Levamos Pedro para Boa Vista. São duas horas de voo até lá. Ele estava ficando com os lábios e dedos escurecidos por falta de sangue. Estancaram a hemorragia no hospital em Boa Vista e o transportamos num avião UTI para o Einstein, em São Paulo. Ele ficou dois meses internado e passou por uma série de cirurgias. Hoje, está ótimo.
As sessões de A Última Floresta no Festival de Berlim ocorreram ao ar livre por causa da pandemia da Covid-19. Estávamos numa arena com um telão num parque cheio de árvores e pássaros. Na hora, pensei: “Ih, os xapiri da Amazônia chamaram os xapiri europeus. Isso é um bom presságio porque esses xapiri não brincam em serviço.” Não deu outra: fomos ovacionados e levamos o prêmio do público de melhor filme da mostra Panorama.
O aspecto mais importante desse documentário é chamar atenção e mobilizar a opinião pública contra o genocídio dos povos indígenas. O governo do presidente Jair Bolsonaro quer eliminar os povos originários do país. Nas palavras dele, quer que “o índio se integre à sociedade”. É um discurso etnocida sendo colocado em prática. Desde o início do governo, 20 mil garimpeiros invadiram o território yanomami, derrubando a mata, poluindo rios e extraindo ouro ilegalmente. Agora, após muita pressão das entidades de defesa dos direitos indígenas, a Polícia Federal iniciou uma operação para combater o garimpo ilegal na região. Vamos continuar monitorando até que a ação tenha resultado efetivo.
No Congresso Nacional está em tramitação o projeto de lei 490, que ameaça os indígenas porque retira deles o direito sagrado sobre a terra. O projeto prevê o estabelecimento da exploração econômica do território sem que isso seja decidido pelos indígenas. Hoje você não pode entrar no território indígena se não tiver autorização da Funai e consentimento do povo originário. Então, teoricamente, um evangélico não pode entrar, um garimpeiro não pode entrar, eu não posso fazer nada sem a autorização deles. Se a lei for aprovada, a União pode dar concessão para uma mineradora entrar no território sem autorização dos indígenas e retirar ouro de lá. Eles dizem que vão pagar uma taxa para os povos originários e é evidente que uma parcela é favorável. Mas a maioria é contra, porque vão perder o direito de decidir sobre seu território sagrado e de perder esse território.

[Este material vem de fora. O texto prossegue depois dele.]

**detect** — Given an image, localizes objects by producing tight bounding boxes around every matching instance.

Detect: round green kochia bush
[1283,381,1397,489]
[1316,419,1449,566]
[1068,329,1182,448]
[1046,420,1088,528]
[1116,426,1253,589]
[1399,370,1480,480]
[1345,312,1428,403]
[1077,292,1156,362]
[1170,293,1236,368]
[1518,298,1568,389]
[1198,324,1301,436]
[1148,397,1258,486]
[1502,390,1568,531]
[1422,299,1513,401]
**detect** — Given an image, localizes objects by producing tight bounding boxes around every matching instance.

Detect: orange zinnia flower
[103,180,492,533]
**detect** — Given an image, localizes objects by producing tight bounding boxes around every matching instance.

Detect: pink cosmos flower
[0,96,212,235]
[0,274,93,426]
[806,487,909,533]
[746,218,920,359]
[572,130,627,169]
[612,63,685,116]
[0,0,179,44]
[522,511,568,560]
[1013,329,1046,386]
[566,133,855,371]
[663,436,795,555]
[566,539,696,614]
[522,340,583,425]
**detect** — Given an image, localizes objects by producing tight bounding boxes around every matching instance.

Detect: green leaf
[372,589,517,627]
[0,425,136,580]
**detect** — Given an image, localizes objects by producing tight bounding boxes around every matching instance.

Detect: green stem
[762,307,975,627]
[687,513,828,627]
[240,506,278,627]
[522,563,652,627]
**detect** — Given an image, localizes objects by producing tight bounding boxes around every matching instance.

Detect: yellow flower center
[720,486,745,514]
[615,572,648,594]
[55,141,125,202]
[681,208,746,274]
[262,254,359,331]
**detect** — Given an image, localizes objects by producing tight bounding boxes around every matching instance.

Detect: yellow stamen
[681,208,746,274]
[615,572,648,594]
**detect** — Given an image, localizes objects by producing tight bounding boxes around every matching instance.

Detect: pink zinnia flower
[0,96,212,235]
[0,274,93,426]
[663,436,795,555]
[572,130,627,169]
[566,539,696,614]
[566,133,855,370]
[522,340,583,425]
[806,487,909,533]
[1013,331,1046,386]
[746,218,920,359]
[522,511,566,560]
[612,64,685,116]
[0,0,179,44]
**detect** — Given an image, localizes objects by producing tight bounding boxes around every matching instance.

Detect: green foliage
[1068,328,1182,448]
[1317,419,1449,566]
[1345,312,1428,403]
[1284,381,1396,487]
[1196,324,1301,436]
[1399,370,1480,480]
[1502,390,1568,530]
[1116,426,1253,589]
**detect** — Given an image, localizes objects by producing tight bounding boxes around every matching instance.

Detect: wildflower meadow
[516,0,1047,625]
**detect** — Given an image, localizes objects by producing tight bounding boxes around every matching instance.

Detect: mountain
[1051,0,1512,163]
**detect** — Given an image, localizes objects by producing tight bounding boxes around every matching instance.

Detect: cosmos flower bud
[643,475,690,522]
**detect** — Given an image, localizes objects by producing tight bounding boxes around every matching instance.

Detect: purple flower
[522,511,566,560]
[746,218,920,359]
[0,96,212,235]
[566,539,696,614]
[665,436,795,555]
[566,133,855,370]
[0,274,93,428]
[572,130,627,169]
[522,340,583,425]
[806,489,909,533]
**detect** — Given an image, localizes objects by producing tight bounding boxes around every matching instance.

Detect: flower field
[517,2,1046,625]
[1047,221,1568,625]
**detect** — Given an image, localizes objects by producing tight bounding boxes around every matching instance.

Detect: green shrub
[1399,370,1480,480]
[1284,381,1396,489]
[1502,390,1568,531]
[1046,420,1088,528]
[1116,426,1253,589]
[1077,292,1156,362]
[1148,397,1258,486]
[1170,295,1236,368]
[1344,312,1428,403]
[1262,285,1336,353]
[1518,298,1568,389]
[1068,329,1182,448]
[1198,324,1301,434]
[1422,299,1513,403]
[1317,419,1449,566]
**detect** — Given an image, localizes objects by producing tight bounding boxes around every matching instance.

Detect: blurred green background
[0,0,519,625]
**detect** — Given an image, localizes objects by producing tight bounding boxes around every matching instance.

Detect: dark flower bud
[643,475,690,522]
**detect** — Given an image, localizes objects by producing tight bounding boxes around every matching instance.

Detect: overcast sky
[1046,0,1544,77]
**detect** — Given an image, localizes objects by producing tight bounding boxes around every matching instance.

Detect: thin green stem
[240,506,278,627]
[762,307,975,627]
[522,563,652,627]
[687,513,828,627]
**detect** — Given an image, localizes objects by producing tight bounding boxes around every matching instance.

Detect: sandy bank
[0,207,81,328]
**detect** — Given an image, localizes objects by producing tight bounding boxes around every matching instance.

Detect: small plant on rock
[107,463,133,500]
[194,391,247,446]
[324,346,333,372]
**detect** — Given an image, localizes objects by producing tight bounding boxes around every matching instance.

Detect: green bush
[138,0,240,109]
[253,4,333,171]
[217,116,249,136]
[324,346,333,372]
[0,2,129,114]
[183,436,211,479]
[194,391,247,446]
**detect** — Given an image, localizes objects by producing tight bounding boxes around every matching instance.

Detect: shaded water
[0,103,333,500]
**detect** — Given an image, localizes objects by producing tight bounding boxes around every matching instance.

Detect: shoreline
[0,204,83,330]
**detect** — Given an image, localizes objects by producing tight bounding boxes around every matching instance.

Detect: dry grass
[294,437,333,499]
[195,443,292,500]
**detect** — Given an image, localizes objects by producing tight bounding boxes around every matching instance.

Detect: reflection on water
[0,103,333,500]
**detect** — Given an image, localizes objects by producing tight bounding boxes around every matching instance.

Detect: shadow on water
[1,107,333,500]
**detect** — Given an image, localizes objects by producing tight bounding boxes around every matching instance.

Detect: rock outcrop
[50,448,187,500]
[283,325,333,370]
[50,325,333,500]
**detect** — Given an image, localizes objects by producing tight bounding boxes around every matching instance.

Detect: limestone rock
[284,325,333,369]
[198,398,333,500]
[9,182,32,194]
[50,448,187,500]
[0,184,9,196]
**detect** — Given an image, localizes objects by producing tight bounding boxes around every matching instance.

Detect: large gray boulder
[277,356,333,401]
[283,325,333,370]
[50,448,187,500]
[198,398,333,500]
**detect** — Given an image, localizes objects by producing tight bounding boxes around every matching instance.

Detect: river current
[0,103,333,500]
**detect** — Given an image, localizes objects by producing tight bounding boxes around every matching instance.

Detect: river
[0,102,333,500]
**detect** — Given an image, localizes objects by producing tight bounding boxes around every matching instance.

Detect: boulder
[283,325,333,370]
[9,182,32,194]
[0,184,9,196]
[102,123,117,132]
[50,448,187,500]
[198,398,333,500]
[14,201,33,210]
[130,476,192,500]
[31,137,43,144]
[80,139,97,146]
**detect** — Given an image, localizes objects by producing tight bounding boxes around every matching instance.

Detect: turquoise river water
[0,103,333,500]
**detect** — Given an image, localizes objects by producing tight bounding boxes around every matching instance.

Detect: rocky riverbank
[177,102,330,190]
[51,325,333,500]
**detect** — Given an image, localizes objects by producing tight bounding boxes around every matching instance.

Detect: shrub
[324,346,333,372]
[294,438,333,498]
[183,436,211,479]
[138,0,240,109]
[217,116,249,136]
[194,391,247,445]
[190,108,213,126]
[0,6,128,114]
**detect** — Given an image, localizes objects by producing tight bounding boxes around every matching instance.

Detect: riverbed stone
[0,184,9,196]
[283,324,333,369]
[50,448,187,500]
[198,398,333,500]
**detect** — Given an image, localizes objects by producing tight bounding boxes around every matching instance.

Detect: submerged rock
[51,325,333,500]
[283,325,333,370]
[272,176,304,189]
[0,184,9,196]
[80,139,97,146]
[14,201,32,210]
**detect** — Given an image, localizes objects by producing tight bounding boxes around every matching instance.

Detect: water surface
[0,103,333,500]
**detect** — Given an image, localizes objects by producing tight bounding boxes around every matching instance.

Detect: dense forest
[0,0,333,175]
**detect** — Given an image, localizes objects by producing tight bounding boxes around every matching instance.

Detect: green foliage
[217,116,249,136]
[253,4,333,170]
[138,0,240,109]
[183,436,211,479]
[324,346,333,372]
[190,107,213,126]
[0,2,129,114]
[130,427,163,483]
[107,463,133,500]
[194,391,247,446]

A Última Floresta estreia nos cinemas brasileiros em setembro e numa plataforma mundial de streaming em outubro. Em breve, esperamos levar o filme para uma sessão especial na aldeia do Davi, onde todos já estão vacinados contra a Covid-19. Vai ser emocionante apresentá-lo aos Yanomami na terra deles, sob a bênção dos xapiri.